Le reste du département est également riche en heureuses découvertes, parfois au hasard de routes qui courent en pleine campagne : citons, par exemple, Rocroi, site d’une fameuse bataille et bijou Vauban assez bien conservé pour qu’on puisse se faire une bonne idée du fonctionnement de la place. Dommage que le petit musée installé en entrée de ville soit totalement inaccessible ! Plus au sud, à Asfeld, une incroyable église baroque, tout en rondeurs et en briques, est en cours de restauration. Et encore, même si elle ne se visite pas, la très romantique chartreuse du Mont-Dieu, enchâssée dans sa clairière comme un immense vaisseau de pierre. Pique-nique possible à proximité. Enfin, principalement pour les enfants, l’étrange Nocturnia (près de Vouziers) vous invite, comme son nom l’indique, à découvrir les mystères de la nuit et des animaux qui la hantent. Excellente accessibilité (sauf partie basse des jardins), restauration possible sur place, parking aisé à proximité.

Jacques Vernes, novembre 2008.

Sur le web, le site du Comité départemental de Tourisme offre toute l’information nécessaire pour préparer un séjour dans les Ardennes… mais hélas sans mention d’accessibilité.

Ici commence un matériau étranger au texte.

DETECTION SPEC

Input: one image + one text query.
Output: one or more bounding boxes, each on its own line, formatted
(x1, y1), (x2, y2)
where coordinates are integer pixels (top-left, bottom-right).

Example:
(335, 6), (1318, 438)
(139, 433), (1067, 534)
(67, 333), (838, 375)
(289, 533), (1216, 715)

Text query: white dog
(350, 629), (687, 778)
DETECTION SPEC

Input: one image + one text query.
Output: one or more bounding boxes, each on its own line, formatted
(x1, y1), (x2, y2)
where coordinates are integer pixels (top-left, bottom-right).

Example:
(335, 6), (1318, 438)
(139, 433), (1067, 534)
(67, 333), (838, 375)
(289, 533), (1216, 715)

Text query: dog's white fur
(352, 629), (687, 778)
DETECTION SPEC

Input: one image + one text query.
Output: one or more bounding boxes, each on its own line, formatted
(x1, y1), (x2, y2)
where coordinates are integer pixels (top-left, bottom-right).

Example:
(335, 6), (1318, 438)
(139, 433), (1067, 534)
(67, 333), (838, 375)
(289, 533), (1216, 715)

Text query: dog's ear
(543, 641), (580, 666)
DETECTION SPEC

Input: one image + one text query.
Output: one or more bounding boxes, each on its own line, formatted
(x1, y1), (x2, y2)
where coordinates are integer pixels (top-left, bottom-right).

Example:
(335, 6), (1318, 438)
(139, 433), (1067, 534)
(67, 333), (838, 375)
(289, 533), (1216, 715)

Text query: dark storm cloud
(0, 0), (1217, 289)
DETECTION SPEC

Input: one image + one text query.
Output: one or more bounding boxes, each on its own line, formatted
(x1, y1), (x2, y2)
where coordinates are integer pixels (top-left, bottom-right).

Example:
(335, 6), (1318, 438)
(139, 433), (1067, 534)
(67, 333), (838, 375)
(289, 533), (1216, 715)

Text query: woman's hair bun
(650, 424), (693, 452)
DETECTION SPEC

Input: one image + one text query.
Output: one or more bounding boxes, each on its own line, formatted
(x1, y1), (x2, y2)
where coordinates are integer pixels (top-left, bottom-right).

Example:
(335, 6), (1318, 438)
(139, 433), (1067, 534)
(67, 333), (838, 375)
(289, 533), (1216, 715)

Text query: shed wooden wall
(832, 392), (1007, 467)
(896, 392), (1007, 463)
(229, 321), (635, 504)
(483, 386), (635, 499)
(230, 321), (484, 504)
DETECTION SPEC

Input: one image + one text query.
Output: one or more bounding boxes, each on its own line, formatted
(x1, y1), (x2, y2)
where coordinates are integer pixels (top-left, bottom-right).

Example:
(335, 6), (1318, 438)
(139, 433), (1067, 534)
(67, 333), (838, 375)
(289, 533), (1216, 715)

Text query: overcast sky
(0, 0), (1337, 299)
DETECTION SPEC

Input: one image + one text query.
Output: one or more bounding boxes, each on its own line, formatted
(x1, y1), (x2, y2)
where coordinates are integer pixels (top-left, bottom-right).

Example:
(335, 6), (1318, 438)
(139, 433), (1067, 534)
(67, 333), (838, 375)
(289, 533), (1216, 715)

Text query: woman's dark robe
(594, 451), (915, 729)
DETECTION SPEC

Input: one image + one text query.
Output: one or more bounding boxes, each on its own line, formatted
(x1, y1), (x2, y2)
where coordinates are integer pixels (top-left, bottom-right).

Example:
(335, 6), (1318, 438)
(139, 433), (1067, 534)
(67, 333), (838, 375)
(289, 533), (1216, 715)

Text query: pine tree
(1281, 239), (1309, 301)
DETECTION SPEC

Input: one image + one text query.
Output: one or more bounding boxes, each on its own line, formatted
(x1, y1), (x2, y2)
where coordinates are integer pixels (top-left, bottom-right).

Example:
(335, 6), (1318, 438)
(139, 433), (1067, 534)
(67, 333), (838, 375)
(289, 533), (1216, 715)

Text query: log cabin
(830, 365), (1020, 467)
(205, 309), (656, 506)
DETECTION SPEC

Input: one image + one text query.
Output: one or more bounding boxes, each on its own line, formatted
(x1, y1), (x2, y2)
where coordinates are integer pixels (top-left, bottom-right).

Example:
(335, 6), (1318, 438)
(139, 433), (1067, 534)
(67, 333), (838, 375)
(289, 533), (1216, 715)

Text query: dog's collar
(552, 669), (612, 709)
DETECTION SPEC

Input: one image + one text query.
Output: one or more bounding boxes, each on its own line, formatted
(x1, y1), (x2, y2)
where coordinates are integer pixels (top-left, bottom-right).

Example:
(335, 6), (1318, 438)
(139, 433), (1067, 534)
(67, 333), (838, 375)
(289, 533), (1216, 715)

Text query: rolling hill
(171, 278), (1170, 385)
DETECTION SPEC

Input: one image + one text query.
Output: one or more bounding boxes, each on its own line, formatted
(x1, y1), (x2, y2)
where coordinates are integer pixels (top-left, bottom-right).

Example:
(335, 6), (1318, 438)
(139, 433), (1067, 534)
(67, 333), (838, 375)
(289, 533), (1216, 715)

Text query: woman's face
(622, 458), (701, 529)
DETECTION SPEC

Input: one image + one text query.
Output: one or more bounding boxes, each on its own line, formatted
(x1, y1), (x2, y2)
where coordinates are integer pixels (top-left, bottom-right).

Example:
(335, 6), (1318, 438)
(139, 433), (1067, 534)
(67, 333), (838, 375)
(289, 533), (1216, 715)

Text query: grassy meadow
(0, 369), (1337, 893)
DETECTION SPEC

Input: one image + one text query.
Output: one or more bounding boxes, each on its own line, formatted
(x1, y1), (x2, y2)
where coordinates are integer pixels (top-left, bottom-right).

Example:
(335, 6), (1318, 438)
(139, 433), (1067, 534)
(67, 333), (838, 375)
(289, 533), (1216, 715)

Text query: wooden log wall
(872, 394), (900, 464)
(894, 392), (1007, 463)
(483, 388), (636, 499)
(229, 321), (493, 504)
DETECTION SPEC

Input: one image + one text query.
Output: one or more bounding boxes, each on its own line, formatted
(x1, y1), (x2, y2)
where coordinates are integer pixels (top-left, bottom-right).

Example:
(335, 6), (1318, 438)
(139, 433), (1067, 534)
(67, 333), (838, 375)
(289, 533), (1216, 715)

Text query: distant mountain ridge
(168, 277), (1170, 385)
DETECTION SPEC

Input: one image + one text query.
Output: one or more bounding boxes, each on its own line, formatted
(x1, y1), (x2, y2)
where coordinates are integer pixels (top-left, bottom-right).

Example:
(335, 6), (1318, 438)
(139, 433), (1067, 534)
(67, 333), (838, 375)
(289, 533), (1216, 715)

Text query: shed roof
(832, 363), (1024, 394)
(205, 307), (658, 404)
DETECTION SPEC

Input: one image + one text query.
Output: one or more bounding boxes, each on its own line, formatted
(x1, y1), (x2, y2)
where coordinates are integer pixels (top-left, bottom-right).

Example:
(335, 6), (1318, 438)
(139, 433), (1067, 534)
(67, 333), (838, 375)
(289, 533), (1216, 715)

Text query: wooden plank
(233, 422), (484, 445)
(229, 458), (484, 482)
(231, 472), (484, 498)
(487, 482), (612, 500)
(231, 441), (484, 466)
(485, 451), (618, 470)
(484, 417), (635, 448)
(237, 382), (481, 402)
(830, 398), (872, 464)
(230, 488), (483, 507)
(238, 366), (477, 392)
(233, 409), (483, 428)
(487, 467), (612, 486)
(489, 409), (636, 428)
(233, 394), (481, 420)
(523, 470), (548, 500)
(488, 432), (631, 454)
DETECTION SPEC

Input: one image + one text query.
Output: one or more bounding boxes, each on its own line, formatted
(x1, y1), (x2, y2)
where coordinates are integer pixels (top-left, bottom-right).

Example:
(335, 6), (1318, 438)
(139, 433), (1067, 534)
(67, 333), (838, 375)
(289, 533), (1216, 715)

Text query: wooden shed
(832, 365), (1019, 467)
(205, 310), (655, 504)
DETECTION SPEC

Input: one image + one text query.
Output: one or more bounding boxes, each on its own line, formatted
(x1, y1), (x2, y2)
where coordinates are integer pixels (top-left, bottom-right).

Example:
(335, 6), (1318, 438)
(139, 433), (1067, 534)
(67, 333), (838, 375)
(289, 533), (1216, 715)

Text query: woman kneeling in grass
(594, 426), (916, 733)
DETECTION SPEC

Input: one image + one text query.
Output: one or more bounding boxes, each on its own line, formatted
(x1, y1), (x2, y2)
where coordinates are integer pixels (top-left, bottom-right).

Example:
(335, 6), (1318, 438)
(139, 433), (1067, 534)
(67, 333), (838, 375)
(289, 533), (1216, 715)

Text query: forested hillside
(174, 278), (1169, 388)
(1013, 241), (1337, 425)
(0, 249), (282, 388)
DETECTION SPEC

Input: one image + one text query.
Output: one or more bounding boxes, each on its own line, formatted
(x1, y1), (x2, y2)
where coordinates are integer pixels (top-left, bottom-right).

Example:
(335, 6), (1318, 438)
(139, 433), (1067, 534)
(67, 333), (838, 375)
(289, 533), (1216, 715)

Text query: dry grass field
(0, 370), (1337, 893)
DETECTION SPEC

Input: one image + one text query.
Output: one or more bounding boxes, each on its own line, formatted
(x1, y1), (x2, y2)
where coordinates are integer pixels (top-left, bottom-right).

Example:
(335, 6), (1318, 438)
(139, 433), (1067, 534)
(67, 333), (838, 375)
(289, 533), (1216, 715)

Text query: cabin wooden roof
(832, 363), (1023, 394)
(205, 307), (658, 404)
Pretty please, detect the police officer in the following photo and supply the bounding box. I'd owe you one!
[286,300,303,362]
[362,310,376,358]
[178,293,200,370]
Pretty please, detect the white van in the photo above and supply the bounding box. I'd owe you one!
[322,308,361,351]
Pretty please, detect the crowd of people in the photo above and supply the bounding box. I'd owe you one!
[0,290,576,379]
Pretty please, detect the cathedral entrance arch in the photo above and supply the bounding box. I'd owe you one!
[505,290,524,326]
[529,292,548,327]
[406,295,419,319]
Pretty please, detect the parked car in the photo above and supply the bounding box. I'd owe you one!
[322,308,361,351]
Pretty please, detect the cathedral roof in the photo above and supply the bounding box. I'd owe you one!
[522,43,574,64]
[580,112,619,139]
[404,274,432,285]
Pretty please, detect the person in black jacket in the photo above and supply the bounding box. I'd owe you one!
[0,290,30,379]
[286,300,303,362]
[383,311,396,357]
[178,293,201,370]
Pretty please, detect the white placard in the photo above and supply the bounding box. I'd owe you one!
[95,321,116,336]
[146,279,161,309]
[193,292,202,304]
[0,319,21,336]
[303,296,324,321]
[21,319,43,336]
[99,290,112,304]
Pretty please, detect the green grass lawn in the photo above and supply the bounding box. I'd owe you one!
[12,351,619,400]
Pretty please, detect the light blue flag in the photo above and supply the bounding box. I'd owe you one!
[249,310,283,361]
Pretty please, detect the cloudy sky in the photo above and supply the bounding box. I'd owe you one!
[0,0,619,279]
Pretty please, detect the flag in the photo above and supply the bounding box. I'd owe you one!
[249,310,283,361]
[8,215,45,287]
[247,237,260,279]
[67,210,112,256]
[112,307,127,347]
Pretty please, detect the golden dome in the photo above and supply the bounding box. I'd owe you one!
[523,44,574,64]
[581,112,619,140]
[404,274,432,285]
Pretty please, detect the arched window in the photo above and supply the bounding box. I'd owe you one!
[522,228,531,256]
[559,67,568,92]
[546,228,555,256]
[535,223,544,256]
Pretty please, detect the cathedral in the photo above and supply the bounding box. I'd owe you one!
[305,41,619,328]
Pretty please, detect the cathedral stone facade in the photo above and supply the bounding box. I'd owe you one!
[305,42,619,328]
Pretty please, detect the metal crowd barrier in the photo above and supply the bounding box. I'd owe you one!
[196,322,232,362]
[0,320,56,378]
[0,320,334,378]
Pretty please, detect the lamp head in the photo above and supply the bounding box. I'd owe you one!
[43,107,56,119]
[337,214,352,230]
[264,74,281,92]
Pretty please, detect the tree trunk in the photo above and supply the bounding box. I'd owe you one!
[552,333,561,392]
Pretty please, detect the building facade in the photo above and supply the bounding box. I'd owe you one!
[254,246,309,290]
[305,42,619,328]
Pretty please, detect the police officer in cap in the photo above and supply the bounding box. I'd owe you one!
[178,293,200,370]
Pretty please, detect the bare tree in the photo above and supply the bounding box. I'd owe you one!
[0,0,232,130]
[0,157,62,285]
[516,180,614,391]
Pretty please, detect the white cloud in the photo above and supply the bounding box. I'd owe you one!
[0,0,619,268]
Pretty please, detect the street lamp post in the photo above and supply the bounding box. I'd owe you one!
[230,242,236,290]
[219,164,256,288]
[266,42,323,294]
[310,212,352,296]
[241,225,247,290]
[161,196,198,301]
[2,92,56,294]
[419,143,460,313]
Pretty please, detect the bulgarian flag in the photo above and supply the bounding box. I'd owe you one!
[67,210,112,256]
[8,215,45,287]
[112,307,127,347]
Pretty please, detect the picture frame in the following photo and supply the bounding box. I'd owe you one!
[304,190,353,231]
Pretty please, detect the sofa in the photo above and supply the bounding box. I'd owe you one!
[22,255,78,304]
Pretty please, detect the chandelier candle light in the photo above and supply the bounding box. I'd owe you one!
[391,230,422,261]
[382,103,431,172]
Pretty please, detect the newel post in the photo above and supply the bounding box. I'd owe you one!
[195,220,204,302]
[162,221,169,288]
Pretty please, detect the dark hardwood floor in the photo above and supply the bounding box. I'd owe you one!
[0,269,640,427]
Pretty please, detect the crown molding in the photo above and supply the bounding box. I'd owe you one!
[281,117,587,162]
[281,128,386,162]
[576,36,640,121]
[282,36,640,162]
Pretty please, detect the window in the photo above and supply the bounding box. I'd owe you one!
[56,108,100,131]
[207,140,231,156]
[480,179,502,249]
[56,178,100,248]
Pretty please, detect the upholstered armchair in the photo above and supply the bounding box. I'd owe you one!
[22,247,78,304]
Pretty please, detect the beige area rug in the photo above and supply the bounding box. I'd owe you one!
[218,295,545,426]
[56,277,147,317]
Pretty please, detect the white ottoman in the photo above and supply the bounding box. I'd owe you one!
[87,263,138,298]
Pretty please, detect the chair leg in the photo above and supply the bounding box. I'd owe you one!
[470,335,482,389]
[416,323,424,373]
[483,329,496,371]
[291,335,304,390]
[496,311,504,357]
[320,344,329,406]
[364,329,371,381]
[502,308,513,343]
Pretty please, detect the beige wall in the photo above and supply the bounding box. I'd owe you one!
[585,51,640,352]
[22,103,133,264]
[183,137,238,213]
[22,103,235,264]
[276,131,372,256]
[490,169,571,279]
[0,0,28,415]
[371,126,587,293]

Nos adresses accessibles :

Hôtel Le Château Fort : Sedan offre le rare privilège de pouvoir loger dans un château-fort médiéval. Ce trois étoiles récent dispose de chambres adaptées et d’un restaurant gastronomique accessible. Parking dans la cour (pente). On regrettera toutefois que l’accès fauteuil s’effectue par une porte de service…

La Ferme de Monthimon, à Montimon près de Sedan : demandez au chef, Thierry Stasiak, de vous expliquer le mystère du H disparu, en dégustant sa carte inventive imprégnée des produits du terroir. Jolie vue sur la campagne, prix doux, stationnement possible dans la cour pour éviter l’épaisse couche de graviers…

La Ronde des sens, à Sedan : cuisine inventive, présentation soignée, excellent rapport qualité-prix dans un cadre design. Boudin blanc en aumônière, risotto aux asperges et crevettes de Madagascar, croustillant d’orange sont quelques exemples de plats que vous pourrez trouver au hasard d’une carte fréquemment renouvelée.

La Ferme de Landi, à l’entrée de Sedan : gastronomie régionale dans une ancienne ferme à la déco originale, chinée dans les brocantes. Accessibilité intérieure par rampes, autant pour les clients que pour le patron. Terrasse donnant sur les pâtures. Ne loupez pas non plus la déco des toilettes (adaptées) !

L’eau à la bouche, à Charleville-Mézières, tout petit, mais bon marché et tout proche de la place ducale : boudin blanc et « cacasse », spécialités ardenaises à déguster ici !

La Côte à l’Os, à Charleville-Mézières : une adresse incontournable et une bonne occasion de manger du gibier, en saison, dans un cadre BCBG, à des prix raisonnables.